Efficient Knowledge Distillation of SAM for Medical Image Segmentation
Kunal Dasharath Patil, Gowthamaan Palani, Ganapathy Krishnamurthi
TL;DR
The paper targets the high computational cost of SAM in medical image segmentation and proposes KD SAM, a decoupled knowledge-distillation approach that transfers knowledge from SAM's ViT-H encoder to a lightweight ResNet-50 encoder using a dual loss of $L_{MSE}$ and $L_{P}$, followed by decoder fine-tuning with Dice Loss. The method achieves comparable or superior segmentation accuracy to SAM and MobileSAM on diverse medical datasets while drastically reducing parameters to 26.4M. This efficiency enables real-time medical image segmentation in resource-constrained settings. The work demonstrates that encoder-decoder decoupled distillation with perceptual guidance can preserve high-detail segmentation with much smaller models.
Abstract
The Segment Anything Model (SAM) has set a new standard in interactive image segmentation, offering robust performance across various tasks.
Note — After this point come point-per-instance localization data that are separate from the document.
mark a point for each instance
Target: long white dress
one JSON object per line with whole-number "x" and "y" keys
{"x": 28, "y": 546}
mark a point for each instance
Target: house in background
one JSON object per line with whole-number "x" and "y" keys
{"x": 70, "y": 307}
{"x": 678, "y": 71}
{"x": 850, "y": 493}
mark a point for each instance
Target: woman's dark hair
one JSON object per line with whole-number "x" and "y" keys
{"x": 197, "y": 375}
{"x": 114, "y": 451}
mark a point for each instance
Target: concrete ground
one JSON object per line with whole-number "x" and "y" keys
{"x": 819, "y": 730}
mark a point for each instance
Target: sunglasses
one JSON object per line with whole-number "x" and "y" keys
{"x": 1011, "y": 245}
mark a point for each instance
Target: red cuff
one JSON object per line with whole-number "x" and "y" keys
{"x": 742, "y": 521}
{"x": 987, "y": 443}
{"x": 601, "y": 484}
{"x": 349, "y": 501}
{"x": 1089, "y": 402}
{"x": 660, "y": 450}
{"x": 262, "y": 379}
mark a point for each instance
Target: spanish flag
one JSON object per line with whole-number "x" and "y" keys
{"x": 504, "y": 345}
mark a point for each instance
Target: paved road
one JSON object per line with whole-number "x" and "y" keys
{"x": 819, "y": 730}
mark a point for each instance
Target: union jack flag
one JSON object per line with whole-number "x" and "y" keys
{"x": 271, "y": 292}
However, its significant computational requirements limit its deployment in real-time or resource-constrained environments. To address these challenges, we propose a novel knowledge distillation approach, KD SAM, which incorporates both encoder and decoder optimization through a combination of Mean Squared Error (MSE) and Perceptual Loss. This dual-loss framework captures structural and semantic features, enabling the student model to maintain high segmentation accuracy while reducing computational complexity. Based on the model evaluation on datasets, including Kvasir-SEG, ISIC 2017, Fetal Head Ultrasound, and Breast Ultrasound, we demonstrate that KD SAM achieves comparable or superior performance to the baseline models, with significantly fewer parameters. KD SAM effectively balances segmentation accuracy and computational efficiency, making it well-suited for real-time medical image segmentation applications in resource-constrained environments.